Ernesto Nam

Updated: Dec 11, 2019

“I saw my father crying, and it was the first time I had seen him cry, and then we lost our home and had to move out really suddenly, and then a few months later I got rejected from all the colleges I applied to, all in a really short period of time.”


But Ernesto Nam turned these difficult months into something beautiful, maximizing his gap year to work on causes he was passionate about while also prioritizing personal growth and understanding.

During his family’s financial crisis, Ernesto was already working at a Habit for Humanity type foundation called TECHO, which ended up being a tremendous source of inspiration for him.


“While all of this was happening, I was given the opportunity to be the leader of a construction with TECHO, which was a 10 week process,” Ernesto said. “I was the first teenager to lead a construction of mainly college students.”


He began spending between 20 and 30 hours a week helping organize a five day long construction build homes for vulnerable communities, which was the biggest such construction of the year, and reoriented Ernesto’s perspective and giving him a great source of happiness.


“I was helping people who had pretty much nothing, and they were happy because they were getting a home,” Ernesto said, “and I was sad because I had pretty much everything but a home for a short period of time.”


All of this combined to push Ernesto to start a nonprofit during his gap year because he did not want to rely solely on TECHO to be able to impact people’s lives.
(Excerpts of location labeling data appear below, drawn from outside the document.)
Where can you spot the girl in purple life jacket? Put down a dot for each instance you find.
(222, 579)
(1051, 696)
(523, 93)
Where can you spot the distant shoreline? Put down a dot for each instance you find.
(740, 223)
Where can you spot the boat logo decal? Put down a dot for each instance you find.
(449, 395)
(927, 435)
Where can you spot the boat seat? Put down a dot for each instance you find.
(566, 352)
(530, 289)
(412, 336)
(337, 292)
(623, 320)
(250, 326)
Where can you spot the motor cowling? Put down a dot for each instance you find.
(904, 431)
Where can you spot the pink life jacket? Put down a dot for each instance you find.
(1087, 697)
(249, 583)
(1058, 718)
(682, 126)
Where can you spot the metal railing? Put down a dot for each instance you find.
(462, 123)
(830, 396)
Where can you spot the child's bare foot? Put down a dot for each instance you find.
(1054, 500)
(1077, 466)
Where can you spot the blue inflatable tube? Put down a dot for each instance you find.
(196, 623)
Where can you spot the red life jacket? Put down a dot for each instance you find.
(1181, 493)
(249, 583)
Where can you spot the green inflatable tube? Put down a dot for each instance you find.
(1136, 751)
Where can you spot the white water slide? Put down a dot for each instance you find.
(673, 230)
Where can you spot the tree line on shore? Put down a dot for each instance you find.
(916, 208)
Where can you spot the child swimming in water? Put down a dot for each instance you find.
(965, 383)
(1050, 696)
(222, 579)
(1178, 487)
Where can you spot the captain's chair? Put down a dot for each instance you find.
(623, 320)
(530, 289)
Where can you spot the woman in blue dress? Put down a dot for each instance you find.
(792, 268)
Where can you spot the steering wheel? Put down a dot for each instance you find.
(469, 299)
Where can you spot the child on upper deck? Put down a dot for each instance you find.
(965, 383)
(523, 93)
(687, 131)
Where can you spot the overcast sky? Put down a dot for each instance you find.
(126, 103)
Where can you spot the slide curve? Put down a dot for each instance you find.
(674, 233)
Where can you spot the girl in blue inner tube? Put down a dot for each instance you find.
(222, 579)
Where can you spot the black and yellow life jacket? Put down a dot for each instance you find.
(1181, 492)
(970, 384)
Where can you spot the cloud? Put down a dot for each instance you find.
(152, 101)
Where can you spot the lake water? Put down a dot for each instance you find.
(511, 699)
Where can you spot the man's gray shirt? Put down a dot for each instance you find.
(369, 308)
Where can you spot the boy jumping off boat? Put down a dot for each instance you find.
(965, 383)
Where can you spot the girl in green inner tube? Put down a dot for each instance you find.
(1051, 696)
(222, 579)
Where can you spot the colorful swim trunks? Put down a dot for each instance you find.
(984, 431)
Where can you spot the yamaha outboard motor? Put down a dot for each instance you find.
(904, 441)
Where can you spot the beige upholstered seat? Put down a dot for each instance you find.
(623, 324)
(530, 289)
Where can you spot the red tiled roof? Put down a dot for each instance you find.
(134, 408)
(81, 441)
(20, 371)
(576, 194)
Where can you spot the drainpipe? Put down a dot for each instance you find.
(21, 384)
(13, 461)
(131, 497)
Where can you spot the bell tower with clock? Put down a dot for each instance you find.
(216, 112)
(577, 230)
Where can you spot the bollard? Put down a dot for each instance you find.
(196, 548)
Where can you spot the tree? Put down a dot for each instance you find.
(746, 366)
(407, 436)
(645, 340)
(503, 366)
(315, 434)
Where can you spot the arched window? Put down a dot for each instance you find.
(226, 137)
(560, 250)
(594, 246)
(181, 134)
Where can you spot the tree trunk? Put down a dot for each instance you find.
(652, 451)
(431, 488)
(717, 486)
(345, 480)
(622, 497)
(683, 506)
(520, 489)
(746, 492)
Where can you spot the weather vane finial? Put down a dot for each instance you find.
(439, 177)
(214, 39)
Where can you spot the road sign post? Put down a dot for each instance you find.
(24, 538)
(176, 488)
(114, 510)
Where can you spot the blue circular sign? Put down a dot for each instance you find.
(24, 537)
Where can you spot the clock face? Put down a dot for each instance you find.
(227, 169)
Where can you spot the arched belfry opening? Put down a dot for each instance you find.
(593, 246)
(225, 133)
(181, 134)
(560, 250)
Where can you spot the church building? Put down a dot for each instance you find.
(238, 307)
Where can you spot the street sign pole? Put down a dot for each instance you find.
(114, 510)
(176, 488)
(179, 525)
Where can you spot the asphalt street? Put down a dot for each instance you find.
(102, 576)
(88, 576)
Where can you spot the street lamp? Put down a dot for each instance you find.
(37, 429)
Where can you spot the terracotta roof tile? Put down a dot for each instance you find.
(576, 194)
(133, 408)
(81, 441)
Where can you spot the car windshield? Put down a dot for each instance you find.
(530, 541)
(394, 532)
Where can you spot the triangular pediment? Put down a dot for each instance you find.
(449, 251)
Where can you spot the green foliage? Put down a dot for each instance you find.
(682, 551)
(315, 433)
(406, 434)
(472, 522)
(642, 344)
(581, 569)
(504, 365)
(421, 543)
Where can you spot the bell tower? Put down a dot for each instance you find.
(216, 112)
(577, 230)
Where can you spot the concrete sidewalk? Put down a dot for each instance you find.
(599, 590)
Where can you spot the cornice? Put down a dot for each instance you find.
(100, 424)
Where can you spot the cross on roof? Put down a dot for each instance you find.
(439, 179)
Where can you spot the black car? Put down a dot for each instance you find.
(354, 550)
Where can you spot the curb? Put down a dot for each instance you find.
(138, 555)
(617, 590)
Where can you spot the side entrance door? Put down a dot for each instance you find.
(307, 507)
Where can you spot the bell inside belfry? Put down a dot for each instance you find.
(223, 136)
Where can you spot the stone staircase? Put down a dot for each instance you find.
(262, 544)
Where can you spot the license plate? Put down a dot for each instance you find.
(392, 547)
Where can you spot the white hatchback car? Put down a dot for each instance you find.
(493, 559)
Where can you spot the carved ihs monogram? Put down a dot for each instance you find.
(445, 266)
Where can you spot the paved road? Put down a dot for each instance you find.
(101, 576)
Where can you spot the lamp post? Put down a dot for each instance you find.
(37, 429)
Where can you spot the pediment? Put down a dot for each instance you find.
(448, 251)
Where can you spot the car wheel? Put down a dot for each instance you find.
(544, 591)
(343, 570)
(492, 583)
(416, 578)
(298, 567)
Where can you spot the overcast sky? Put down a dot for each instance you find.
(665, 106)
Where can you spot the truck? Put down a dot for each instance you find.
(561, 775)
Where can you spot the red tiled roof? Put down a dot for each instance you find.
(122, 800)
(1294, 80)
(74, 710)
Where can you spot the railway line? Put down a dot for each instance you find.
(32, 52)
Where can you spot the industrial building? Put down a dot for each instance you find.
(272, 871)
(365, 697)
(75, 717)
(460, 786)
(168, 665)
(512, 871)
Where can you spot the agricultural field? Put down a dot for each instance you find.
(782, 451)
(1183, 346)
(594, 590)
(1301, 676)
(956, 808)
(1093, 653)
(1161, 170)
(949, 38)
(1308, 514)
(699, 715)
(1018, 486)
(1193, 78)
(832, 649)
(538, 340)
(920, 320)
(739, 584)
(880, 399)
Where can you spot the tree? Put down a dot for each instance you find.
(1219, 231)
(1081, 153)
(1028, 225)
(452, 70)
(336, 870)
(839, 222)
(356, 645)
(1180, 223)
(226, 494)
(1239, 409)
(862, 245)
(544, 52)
So, he started Englobar as his social impact passion project and also started tutoring people in his community to help his parents financially as much as he could because he was a champion Math Olympian as well.


Englobar aims to tackle several prevalent societal issues while motivating volunteers to positively contribute to society.


“Starting in Paraguay and Latin America, we see that besides having a bad education system, a bad societal system, and a lot of corruption, there is a bigger problem of widespread hopelessness,” Ernesto said.


He harped on hopelessness as the biggest problem because it leads to people contributing less to their communities, and that is exactly what his organization aims to combat through education. While they focus on teaching those less privileged, Ernesto did not stop there, noticing the potential of privileged people to help their communities as well if they knew how to.


So, while they teach reading and basic mathematics to their students so they can follow what their interests truly are, they also do leadership activities and environmental education so that their students have a solid foundation and the ability to effectuate even small change.

Englobar is currently in Paraguay and México with over 250 volunteers.


Ernesto was not only able to turn an unfortunate situation into a positive one, but he has rewired his thought process on the future and what is important to him too. After applying to only the top American universities, he now realizes the name of the school is not what matters but what he is able to do with his education, and his maturity and experience now radiates off him.


“From my experience in high school for TECHO I found my passion for helping those less fortunate,” Ernesto said, “and then with my family situation I really found my true north.”